Tuesday, March 22, 2011

Money Never Sleeps But Audiences Do

When the credits finally began to roll on Stone's latest cinematic endeavor, my dad summarized the entire feeling of those of us in the room with a quiet groan and stretch combo, capped off by "well, there's two hours I'll never get back." I decided it would be nice tongue and cheek to point out that 'you never get your two hours back' but I couldn't help agreeing with his summary of the film. Despite a promising beginning, with the death of one of the film's main characters, the Money Never Sleeps dies as well.

And the more I've thought about it, the more I believe Wall Street: Money Never Sleeps is indicative of all the flaws Oliver Stone has gained over the years.

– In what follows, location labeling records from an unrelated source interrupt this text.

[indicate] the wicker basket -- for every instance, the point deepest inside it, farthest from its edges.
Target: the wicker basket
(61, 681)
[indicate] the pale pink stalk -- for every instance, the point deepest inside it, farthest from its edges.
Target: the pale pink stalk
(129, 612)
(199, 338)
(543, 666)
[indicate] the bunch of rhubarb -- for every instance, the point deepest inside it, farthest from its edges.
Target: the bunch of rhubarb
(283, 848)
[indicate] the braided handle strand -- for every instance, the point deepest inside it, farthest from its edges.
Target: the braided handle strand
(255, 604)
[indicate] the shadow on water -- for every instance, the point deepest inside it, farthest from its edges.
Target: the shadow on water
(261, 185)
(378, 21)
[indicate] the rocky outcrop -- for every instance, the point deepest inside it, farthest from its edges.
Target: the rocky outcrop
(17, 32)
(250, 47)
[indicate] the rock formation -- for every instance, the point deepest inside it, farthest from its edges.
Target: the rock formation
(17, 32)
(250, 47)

The most predominant: No Direction. I don't mean direction in the sense of what he does behind the camera, I mean in his handling on the stories. Alexander, W., and Wall Street 2 all suffer from simply having nowhere to go. They don't build up to anything. They don't examine anything. They simply meander through a series of passably interesting events, and then stumble onto some sort of conclusion before sprinting towards the credits.

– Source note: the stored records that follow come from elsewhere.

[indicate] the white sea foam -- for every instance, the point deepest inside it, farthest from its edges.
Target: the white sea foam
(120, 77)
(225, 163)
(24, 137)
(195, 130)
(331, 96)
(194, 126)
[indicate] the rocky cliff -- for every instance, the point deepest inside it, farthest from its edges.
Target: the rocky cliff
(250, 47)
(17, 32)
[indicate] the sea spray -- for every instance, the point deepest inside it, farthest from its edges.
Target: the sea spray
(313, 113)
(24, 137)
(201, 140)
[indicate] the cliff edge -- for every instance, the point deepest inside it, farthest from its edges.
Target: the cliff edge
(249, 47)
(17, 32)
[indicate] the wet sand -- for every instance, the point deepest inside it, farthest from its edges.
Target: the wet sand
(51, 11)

It seems to me that Stone has lost his edge. That sharp point which echoed throughout much of his late '80s and early '90s works which brought him to fruition. Even with all that is going on in the world of banking, Money Never Sleeps finds nothing to really attack. Stone settles for tip-toeing around issues, and only dealing with them in minute contexts that have nothing to do with the greater picture.

This is a massive shame considering the wide spread talent involved. Douglas feels like a watered down version of his former Gecko self. Shia Lebouf is there to pad out a lacking younger demographic, but offers very little. Susan Surandon's character could have been written out without the film batting an eye. Hell, by the time the credits roll Eli Wallach has been reduced to a whistling, 'why the hell is he talking about birds?' buffoon. The rest are just there, going through the numbers in a film that should be creating entirely new calculations to make those numbers illuminate!

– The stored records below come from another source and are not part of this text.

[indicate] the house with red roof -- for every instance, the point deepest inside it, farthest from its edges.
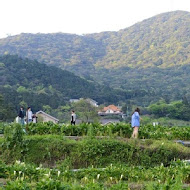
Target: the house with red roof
(110, 110)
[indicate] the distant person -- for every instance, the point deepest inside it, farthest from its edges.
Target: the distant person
(29, 115)
(21, 115)
(34, 118)
(135, 122)
(73, 118)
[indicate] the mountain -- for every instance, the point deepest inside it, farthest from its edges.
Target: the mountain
(35, 84)
(142, 58)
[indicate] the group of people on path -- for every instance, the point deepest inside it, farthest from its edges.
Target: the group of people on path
(135, 119)
(25, 117)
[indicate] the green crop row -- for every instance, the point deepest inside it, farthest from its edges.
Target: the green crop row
(120, 129)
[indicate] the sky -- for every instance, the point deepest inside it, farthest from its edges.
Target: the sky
(79, 16)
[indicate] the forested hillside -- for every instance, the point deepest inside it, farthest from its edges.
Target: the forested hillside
(30, 83)
(150, 59)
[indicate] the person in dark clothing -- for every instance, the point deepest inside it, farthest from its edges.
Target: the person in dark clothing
(73, 118)
(21, 115)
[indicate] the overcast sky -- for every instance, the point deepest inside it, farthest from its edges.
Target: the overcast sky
(79, 16)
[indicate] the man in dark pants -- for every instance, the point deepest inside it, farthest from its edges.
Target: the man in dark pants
(21, 115)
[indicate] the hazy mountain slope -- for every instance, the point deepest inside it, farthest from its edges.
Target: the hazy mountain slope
(38, 85)
(163, 40)
(148, 59)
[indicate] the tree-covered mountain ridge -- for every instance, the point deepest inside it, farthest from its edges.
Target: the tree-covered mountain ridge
(30, 83)
(161, 41)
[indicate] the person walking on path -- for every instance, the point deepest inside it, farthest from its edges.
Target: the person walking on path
(29, 115)
(73, 118)
(21, 115)
(135, 122)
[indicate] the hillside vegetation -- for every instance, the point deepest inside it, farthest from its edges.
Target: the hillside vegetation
(143, 58)
(29, 83)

Ah well, all is not lost. At least Stone will always have his heyday. I just hope he doesn't delude himself into thinking that this is it.

4 better thoughts:

Rich said...

I'm looking at his IMDB profile and I've noticed that the last movie of his I went to see when it came out was 'Nixon.' Nothing he's done since has interested me enough to go see theatrically (though I did see a couple on DVD or on TV, including 'W'). I think you're right in that he's lost something.

Andy Buckle said...

Tell you what, Wall Street 2 had no idea what it wanted to be. It kept throwing in blatant references to the 21st Centruy, like "your like Russell Crowe in Gladiator" (wow!) but it seemed to be stuck back in the 80's (featuring a soundtrack by Talking Heads). It just meandered, as you say. When I worked at the cinema, I often questioned whether I had the two hours spare to watch the film. I didn't care that I could see it for free. But could I sit through it?

Castor said...

Terrible movie, it was so incredibly bland and pointless. It's not just the lack of direction but also the over-indulgence of a director well past his prime. This runs for over 2 hours and 10 minutes when it could have easily been condensed down to 90. Indeed, I won't get those 2 miserable hours back :(

Univarn said...

@Rich I'm wondering if studio and monetary pressures don't have some sort of influence on him.

@Andy I concur - but I think that was a side affect of Stone trying to bridge two eras without concentrating on the story and hoping we'd get some sort of 'things never change' subtext that the movie just doesn't offer.

@Castor The sad thing about this movie is: You could easily cut any of its plot lines out and it would still hold. The relationship, axed - still works. The evil banker, axed - still works. The mom - way too easy. Heck, if you took Gecko out of the film it would still work. Not saying it would be good, but nothing affected anything else to make it engaging.